Unfortunately, between the credibility problem created by Clough’s recent actions and low curatorial staffing levels at the Hirshhorn Museum and Sculpture Garden – the Smithsonian museum into whose wheelhouse this show would fall – the Smithsonian is temporarily unable to create such a show with its own staff. Hirshhorn and Smithsonian leaders should move swiftly to bring in an independent historian with relevant expertise, such as Helen Molesworth, chief curator of the Institute for Contemporary Art, Boston or Berkeley Art Museum director Lawrence Rinder.
* Address a gap in the Smithsonian’s management structure. Clough came to Washington from the presidency of the Georgia Institute of Technology. Before joining university administration, Clough earned a PhD in civil engineering. Clough has no background in the arts or humanities. Prior to Clough’s arrival, one of the Secretary’s top deputies was an undersecretary for art. Clough merged that position into the undersecretary who oversees the Smithsonian’s history museums. Currently that undersecretary, Richard Kurin, also has no background in art. Over the last couple of weeks, this expertise gap in the Smithsonian’s management team has been made painfully evident. The Smithsonian needs to re-establish the undersecretary for art position.

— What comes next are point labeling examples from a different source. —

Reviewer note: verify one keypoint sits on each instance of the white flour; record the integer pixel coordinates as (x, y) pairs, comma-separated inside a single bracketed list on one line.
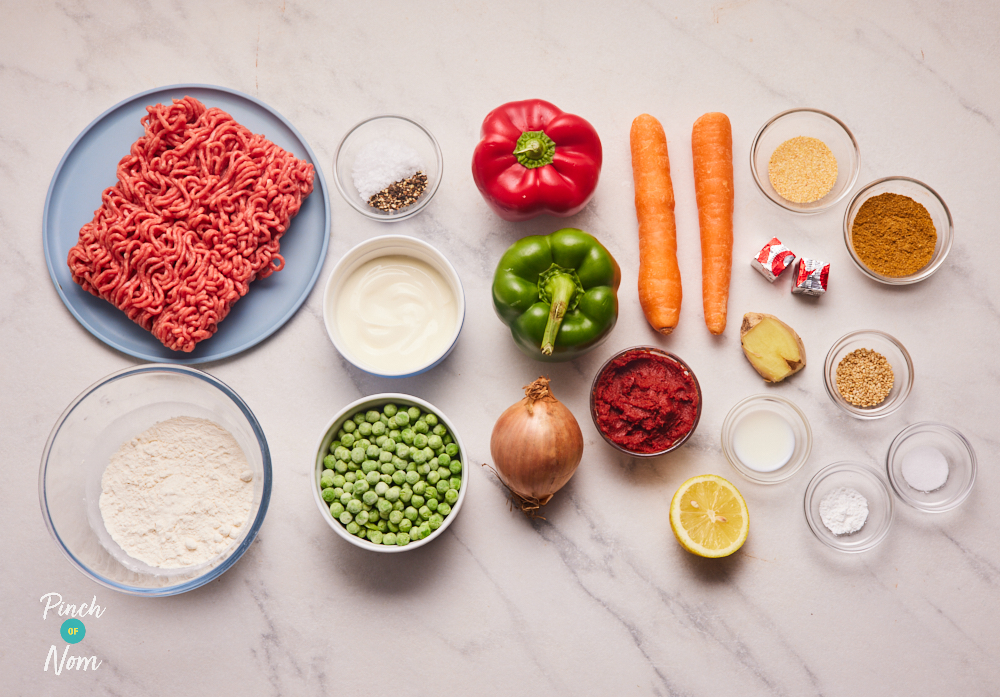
[(177, 494), (844, 510)]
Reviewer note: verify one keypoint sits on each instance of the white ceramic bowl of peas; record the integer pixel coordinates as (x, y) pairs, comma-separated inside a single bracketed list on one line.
[(386, 520)]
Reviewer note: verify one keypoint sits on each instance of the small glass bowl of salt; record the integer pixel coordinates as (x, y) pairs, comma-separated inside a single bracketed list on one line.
[(931, 466), (848, 506), (388, 167)]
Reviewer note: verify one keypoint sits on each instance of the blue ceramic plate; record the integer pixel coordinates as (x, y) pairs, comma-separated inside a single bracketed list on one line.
[(89, 167)]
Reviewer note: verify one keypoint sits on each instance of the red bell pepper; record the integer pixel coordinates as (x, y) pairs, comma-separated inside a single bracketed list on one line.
[(534, 158)]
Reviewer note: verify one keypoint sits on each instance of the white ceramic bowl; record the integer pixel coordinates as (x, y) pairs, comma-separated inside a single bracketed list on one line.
[(394, 128), (90, 431), (390, 245), (812, 123), (330, 432)]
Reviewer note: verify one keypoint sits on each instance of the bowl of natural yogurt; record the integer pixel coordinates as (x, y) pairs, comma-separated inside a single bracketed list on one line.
[(394, 306), (155, 480)]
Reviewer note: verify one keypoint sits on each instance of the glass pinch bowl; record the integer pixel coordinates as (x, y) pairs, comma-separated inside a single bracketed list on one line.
[(895, 354), (867, 481), (957, 451), (393, 128), (811, 123), (922, 194), (93, 427)]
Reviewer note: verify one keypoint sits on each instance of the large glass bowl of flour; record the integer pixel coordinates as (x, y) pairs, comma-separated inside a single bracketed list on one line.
[(108, 421)]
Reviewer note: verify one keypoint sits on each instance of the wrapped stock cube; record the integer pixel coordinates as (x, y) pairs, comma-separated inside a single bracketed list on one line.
[(811, 277), (773, 259)]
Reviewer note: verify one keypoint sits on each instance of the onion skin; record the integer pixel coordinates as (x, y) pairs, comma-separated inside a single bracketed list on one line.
[(536, 446)]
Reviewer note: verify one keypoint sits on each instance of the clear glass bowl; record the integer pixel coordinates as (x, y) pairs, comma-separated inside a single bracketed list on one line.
[(90, 431), (812, 123), (791, 414), (373, 248), (676, 359), (956, 450), (377, 402), (394, 128), (922, 194), (899, 359), (869, 483)]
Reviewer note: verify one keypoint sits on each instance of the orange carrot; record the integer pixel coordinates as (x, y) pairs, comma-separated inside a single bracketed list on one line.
[(659, 275), (712, 151)]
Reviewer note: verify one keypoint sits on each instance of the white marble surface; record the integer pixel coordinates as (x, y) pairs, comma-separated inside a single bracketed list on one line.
[(598, 598)]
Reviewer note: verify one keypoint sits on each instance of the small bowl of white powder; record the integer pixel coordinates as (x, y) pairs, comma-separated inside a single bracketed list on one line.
[(388, 168), (848, 506), (155, 480), (931, 466)]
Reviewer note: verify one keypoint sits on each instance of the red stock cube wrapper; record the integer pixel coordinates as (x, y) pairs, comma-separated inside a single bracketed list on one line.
[(811, 277), (773, 259)]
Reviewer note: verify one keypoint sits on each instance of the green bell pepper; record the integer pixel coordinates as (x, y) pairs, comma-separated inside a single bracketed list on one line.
[(558, 294)]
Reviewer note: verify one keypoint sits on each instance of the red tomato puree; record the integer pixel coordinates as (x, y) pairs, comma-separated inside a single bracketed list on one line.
[(645, 402)]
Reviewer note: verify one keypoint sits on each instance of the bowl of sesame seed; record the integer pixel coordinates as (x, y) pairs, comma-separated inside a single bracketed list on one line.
[(388, 167), (868, 374), (804, 160)]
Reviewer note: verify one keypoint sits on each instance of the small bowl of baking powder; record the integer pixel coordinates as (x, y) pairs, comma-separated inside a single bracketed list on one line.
[(155, 480), (848, 506)]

The Smithsonian is the institution through which our nation tells its story to the world. It is a vital resource and educator. America’ needs a strong Smithsonian in which scholars, historians, curators, archivists and researchers are fully empowered to examine our nation and to tell its history. Until Clough begins to address the mistakes the Smithsonian has made in the last two weeks, we don’t have that.